This week, Americans United put out a press release demanding that the Florida State School Board not consider the inclusion creationism or intelligent design as a part of public school curriculum. Barry Lynn, who manipulatively dons the title "Rev," says that "public schools must teach science, not religion, in science classes." The press release also states that "the Constitution requires a separation of church and state and that the courts have repeatedly forbidden teaching religion in science classes."
We are so past the point of needing to address the role that philosophical/theological presuppositions play in the minds of Darwinists. They aren't even attempting to argue science, rather they are playing a political game intended to further marginalize evangelicals. So let's look closer at the claims of these materialists...and recognize what is a matter of philosophy-not science-on their part.

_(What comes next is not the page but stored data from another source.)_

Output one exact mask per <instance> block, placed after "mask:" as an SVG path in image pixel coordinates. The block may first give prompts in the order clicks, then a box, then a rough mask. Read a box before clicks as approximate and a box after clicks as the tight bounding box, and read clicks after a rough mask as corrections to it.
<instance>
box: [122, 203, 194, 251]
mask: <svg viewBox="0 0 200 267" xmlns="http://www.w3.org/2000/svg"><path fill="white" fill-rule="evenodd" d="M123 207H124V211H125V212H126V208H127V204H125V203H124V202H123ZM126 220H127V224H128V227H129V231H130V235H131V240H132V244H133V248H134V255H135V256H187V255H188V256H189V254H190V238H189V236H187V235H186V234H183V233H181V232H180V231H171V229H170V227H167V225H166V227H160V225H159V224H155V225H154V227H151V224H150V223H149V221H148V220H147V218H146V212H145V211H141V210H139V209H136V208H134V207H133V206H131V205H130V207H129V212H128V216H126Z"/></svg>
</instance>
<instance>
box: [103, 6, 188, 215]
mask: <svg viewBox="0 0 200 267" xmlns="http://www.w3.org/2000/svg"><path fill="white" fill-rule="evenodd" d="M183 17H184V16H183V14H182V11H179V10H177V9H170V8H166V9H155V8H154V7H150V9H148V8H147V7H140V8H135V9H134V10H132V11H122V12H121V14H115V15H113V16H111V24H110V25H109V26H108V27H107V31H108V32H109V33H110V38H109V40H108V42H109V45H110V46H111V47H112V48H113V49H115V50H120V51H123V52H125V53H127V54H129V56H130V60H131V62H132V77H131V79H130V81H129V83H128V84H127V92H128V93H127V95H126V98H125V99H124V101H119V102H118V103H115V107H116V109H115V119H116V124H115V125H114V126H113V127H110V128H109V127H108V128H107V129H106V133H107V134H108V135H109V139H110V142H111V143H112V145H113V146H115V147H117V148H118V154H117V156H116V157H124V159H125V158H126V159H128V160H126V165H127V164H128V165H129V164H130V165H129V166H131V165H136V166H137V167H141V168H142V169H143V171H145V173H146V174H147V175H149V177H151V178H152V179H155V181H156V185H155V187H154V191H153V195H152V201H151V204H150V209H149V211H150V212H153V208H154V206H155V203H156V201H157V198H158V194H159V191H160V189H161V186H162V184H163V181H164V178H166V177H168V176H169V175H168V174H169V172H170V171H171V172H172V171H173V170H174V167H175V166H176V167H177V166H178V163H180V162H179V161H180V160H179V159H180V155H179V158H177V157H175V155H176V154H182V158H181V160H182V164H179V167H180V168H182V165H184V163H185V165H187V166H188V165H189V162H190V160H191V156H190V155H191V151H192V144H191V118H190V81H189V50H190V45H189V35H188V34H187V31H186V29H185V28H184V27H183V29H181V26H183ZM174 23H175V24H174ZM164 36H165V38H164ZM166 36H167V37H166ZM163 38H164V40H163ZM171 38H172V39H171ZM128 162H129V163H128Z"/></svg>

The latest issue of Salvo magazine sums things up well:
"Scientific naturalism is a philosophical position that assumes an entirely materialistic origin to the universe-a faith claim for which Darwinists have no proof whatsoever..."
Though Intelligent Design doesn't out of logical necessity preclude the possibility of evolution, it does counter well what is the prevailing notion in the public arena-that God is dead and Darwinists are purely objective observers...and that is their fatal flaw.
Beginning with the idea that the material world is all that exists has the Darwinist (philosophical materialist) in the field of philosophy and theology, not science. They simply cannot observe what happened first unless time travel is now also possible.
So while Darwinists are dabbling in philosophy, they need to ask themselves how it is that they can know that only the natural exists. Such an assertion is not only a claim to universal knowledge, but is the epitomy of arrogance and political correctness - not to mention just plain foolish.